Ни надежды, что ты здесь по ошибке загробного судии, ни веры, что господь отличит своих, придет и отделит агнцев от козлищ. Ты взвешен на весах и найден очень легким — и не будем перевешивать в Судный день в долине Еннома,[77] оставим приговор без изменений.

Ради нее, Катерины, Денница готов отнять у обреченных надежду. А значит, и у себя, и у Велиара. И у всех аггелов своих, ввергнутых сюда, но с правом на апелляцию — через три-четыре вечности. Ради трех с половиною лет, проведенных с самой опрометчивой и бестолковой из Саград, сатана готов расстаться с последним, истончившимся осколком веры в прощение. И лишить веры всех, всех без исключения. Себя и тех, кто сейчас горит, тонет, стынет, расползается лохмотьями в руках, когтях, зубах палачей.
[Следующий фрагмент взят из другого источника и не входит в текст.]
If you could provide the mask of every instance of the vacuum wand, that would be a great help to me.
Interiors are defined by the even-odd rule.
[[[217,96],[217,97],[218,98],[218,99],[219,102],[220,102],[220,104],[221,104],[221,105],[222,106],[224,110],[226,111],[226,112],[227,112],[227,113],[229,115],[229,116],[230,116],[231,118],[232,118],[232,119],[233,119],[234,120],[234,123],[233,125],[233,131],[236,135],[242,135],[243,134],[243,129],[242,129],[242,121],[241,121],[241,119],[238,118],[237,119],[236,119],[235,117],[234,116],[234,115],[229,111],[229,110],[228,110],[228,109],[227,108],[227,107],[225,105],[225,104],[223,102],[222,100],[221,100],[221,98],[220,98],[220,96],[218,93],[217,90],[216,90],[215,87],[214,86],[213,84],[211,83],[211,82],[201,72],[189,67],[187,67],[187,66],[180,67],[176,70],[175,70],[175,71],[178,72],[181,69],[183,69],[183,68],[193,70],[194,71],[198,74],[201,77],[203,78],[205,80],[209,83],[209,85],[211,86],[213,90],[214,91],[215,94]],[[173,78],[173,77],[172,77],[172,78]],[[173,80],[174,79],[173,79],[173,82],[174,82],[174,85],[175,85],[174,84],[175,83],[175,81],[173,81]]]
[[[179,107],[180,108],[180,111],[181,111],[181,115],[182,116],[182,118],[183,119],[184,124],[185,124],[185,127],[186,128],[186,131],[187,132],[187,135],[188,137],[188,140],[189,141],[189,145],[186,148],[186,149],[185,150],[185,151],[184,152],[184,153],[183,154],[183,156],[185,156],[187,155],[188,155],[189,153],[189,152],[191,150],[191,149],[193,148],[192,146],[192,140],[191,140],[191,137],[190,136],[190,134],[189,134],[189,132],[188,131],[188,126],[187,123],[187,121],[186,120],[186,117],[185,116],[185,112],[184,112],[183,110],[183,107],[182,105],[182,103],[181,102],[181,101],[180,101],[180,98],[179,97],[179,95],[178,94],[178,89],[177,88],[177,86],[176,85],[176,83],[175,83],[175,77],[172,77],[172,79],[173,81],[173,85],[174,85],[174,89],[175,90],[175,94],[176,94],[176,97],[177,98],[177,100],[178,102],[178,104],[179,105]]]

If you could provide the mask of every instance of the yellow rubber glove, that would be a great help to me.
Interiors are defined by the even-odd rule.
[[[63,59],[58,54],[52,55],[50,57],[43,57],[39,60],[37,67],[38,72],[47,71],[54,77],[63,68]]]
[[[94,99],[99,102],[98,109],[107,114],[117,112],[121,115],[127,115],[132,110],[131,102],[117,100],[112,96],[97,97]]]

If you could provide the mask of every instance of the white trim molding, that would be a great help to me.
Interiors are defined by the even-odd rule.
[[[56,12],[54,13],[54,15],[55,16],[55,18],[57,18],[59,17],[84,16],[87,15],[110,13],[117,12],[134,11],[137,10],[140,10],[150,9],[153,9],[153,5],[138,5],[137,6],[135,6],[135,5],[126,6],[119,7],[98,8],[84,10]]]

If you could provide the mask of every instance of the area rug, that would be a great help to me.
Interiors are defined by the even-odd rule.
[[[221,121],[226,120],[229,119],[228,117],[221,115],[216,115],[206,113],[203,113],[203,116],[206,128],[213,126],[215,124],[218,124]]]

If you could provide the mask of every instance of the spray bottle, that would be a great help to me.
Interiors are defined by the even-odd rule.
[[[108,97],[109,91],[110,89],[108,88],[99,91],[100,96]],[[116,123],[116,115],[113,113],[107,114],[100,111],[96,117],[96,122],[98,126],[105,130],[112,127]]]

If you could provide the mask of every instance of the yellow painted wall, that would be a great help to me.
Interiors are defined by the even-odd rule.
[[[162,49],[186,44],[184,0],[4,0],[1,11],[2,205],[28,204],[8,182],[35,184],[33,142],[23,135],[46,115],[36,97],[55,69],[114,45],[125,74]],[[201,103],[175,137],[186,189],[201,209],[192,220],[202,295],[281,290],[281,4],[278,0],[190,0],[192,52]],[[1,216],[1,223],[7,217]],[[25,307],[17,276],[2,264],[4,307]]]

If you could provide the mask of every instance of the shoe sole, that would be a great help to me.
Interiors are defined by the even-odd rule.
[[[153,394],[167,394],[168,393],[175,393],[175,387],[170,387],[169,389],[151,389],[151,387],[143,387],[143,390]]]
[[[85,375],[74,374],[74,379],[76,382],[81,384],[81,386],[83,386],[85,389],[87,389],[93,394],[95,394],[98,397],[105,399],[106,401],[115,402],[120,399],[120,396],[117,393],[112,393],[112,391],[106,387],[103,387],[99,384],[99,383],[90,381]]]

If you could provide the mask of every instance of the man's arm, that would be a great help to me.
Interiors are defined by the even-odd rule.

Палачей, которым ничуть не слаще, чем жертвам.

Вряд ли Велиар любит ад всем, что у него вместо души. Он не станет защищать преисподнюю как родину, для них с Люцифером родина расположена километрами выше, у корней райского древа. И они ни на секунду не забывают, что они ангелы. Бывшие. Просроченные. Мысль об этом наверняка словно незаживающая рана. Со временем каждый из аггелов сатаны как-то свыкся с ней, снова научился дышать, не захлебываясь при каждом глотке воздуха раскаленной, будто пламя геенны, виной, вот только… Только они убьют за последнюю, призрачную возможность вернуться из несправедливого ада в горние выси. В царство справедливости.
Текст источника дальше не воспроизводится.